Labber Spotlight | October 2018
4 min. read
IT Healthcare Executive
“Women’s Leadership Lab left me with such an altered view of life and relationships — both professional and personal.”
After that first experience in 2014, DeMano was determined to maintain the mojo she tapped into during the Lab in her real life: “You really have to practice it, she explains. “The further away you from it, the more you tend to forget. But when you’re in it, you’re just continually thinking about it and thinking: ‘oh, I’m feeling this way about this person because that’s more about me.”
That makes sense. Everyday demands can often nudge out more important, long-term goals. And when we are in the heat of those moments, it is easy to fall back into old patterns and habits. DeMano understood this and made a plan to keep the Lab in her life.
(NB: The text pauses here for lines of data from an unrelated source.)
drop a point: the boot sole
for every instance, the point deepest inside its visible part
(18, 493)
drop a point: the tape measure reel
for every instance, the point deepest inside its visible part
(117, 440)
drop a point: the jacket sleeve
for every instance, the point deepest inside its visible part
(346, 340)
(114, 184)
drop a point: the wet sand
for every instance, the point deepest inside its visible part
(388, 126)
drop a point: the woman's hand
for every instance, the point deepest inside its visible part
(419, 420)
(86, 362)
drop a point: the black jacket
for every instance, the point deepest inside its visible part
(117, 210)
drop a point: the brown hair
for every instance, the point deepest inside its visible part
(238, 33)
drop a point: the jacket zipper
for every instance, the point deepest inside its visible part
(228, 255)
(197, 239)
“I joined a monthly circle. It was a great way to be in the same room with people who ‘get it’ and practice mindful, authentic leadership.”
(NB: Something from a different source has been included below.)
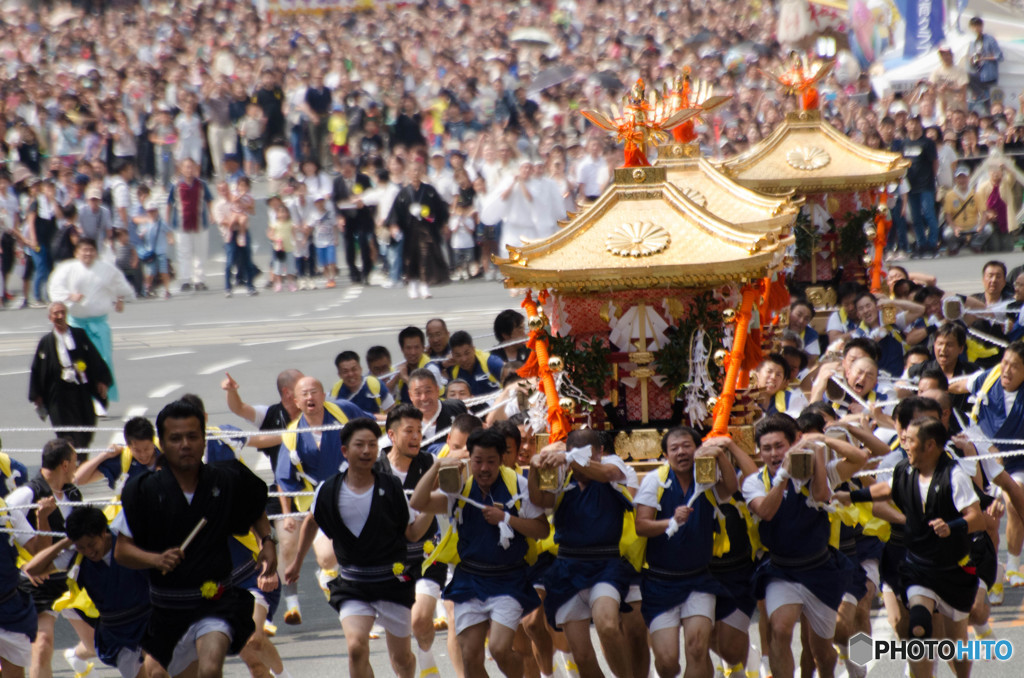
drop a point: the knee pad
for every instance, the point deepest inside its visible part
(921, 618)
During that time, she heard about how WLLab was evolving to include iterative learning from past sessions and incorporate the latest best practices around unconscious bias. Plus: “That balance of (all three WLL co-founders) Rima, Shellie and Cynthia was something I just couldn’t pass up.” So when the opportunity to take the enhanced Lab opened up in 2018, DeMano said “Yep, doing that again!”
In the second of our two-part conversation, we talk to DeMano about how her latest Lab experience took a personal turn.
You mentioned that you had a rather profound breakthrough related to you personal life this second time around. Can you tell us about that?
It was during an early Lab exercise on projection. I was still thinking about a moment over the previous weekend where I had become aggravated when my husband said: “Oh, you should go to the grocery store and then work out”…blah, blah, blah. It felt like he was trying to tell me what to do and I remember thinking: “You’re not the boss of me.”
And you used that situation as your ‘projection moment’?
Yes. He’s not naturally a controlling human being. I knew that. So I turned all of that over to myself. I still remember where and how I was sitting when it hit me: “Oh wow, I don’t have control of my own life.”
I was living something of a double life — in full control at work but living passively at home, without real input. With three small kids, I wasn’t taking any time for myself and found myself at the heaviest I’d ever been.
That breakthrough was a real earth-shaker for me. Now I take an hour out of the day — every single day of my life — to work out, have free space in my head or just do something for myself. I even set my Apple® watch to remind me to breathe. I just keep reaching and exploring it further. Since then, I’ve lost 63 pounds.
These practices have really made a huge change in my life and it’s a direct outcome of my work in the Lab.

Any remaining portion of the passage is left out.